The previous jobs.zip file is full of Python files that can be read without compression.

Actively define schema and avoid Spark Auto Inference Schema

I wrote this code earlier:

oldr = df.rdd.map(
    lambda row: Row(ids=row['ids'], mainId=row["mainId"].item(), tags=row["tags"]))
Copy the code

Then I need to change olDR back to RDD, which I use like this:

resultDf = spark.createDataFrame(oldr) resultDf.mode("overwrite").format(...) .save(...Copy the code

This results in olDR being executed twice, once for schema speculation and once for actual calculations. We can write this:

from pyspark.sql.types import StructType, IntegerType, ArrayType, StructField, StringType, MapType

fields = [StructField("ids", ArrayType(IntegerType())), StructField("mainId", IntegerType()),
          StructField("tags", MapType(StringType(), IntegerType()))]
resultDf = spark.createDataFrame(resultRdd, StructType(fields=fields)
Copy the code

This display defines the schema for the RDD and avoids additional speculation.

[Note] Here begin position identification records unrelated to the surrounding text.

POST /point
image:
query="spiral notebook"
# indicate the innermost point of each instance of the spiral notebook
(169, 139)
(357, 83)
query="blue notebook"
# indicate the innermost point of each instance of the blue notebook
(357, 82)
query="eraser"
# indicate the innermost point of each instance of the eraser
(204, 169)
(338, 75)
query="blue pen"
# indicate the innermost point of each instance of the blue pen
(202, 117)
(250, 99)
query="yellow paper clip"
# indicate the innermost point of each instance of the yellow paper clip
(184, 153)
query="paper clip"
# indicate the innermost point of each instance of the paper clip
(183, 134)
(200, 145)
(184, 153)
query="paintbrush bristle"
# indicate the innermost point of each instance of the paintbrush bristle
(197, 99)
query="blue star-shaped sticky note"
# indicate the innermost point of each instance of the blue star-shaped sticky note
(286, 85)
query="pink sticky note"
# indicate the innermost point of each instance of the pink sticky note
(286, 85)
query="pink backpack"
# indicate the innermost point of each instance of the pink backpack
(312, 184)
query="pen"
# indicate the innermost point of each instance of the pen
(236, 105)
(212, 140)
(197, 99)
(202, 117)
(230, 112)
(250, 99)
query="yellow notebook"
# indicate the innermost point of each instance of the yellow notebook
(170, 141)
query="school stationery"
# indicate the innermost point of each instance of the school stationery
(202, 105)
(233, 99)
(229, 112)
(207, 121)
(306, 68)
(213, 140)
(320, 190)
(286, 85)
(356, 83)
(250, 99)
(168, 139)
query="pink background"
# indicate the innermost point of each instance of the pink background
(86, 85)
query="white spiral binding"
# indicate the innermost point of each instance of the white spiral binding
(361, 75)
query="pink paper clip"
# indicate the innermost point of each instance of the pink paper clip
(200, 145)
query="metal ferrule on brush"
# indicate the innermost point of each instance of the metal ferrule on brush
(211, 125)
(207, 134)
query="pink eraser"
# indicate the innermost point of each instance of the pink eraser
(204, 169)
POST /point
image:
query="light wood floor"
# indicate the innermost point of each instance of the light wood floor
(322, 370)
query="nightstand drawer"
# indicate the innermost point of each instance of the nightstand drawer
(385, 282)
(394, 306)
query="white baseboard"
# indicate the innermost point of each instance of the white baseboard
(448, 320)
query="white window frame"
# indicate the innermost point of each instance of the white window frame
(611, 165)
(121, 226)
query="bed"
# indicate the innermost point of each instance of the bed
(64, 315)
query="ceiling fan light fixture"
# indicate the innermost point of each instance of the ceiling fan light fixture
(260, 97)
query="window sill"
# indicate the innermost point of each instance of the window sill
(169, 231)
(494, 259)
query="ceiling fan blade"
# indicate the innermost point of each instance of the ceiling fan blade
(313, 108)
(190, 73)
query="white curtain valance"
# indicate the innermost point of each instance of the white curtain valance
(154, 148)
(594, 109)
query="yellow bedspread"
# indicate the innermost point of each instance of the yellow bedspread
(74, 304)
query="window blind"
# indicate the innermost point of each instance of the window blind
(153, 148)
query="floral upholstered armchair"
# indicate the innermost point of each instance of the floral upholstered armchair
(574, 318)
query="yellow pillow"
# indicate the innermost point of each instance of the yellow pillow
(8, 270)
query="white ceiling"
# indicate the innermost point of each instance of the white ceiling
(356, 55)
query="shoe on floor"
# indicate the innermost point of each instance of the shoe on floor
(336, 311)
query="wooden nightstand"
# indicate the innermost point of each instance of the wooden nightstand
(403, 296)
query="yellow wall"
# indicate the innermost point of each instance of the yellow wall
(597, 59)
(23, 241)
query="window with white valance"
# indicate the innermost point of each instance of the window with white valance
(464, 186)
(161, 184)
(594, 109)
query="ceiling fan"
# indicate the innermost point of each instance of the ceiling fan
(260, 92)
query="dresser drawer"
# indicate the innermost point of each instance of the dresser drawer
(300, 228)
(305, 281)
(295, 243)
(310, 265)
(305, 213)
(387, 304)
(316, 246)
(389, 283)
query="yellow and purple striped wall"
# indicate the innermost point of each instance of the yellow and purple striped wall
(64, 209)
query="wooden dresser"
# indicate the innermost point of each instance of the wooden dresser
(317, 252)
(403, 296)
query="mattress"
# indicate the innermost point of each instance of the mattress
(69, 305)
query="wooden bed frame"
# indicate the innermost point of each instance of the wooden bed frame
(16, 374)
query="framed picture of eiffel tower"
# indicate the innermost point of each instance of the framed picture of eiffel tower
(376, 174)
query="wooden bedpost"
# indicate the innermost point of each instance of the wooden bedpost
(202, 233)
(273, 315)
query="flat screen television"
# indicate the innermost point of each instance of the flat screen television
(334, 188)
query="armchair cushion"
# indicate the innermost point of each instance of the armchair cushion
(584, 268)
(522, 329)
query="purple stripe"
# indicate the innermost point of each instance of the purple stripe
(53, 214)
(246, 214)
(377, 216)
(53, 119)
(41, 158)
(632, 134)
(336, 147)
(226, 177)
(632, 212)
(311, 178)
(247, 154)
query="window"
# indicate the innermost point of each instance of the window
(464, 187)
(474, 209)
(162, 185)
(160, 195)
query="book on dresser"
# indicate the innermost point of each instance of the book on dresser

Lambda and function selection

Lambda can define anonymous functions, but with limited expressiveness:

.map(
    lambda row: Row(ids=row['ids'], mainId=row["mainId"].item(), tags=row["tags"]))
Copy the code

We can also define functions:

def create_new_row(row):
    return Row(ids=row['ids'], mainId=row["mainId"].item(), tags=row["tags"])
Copy the code

Then directly use:

.map(create_new_row).....
Copy the code

How to define udF functions/how to avoid using Python UDF functions

Start by defining a regular Python function:

Def split_sentence(s): return s.split(" ")Copy the code

Convert to udF function and use.

from pyspark.sql.functions import udf
from pyspark.sql.types import *

ss = udf(split_sentence, ArrayType(StringType()))
documentDF.select(ss("text").alias("text_array")).show()
Copy the code

The only trouble is that when you define udF functions, you need to specify the type of the return value.

Using Python udF functions is obviously inefficient, so we recommend using standard library functions.

from pyspark.sql import functions as f
documentDF.select(f.split("text", "\\s+").alias("text_array")).show()
Copy the code

Pyspark.sql. functions references spark implementations, so they are more efficient.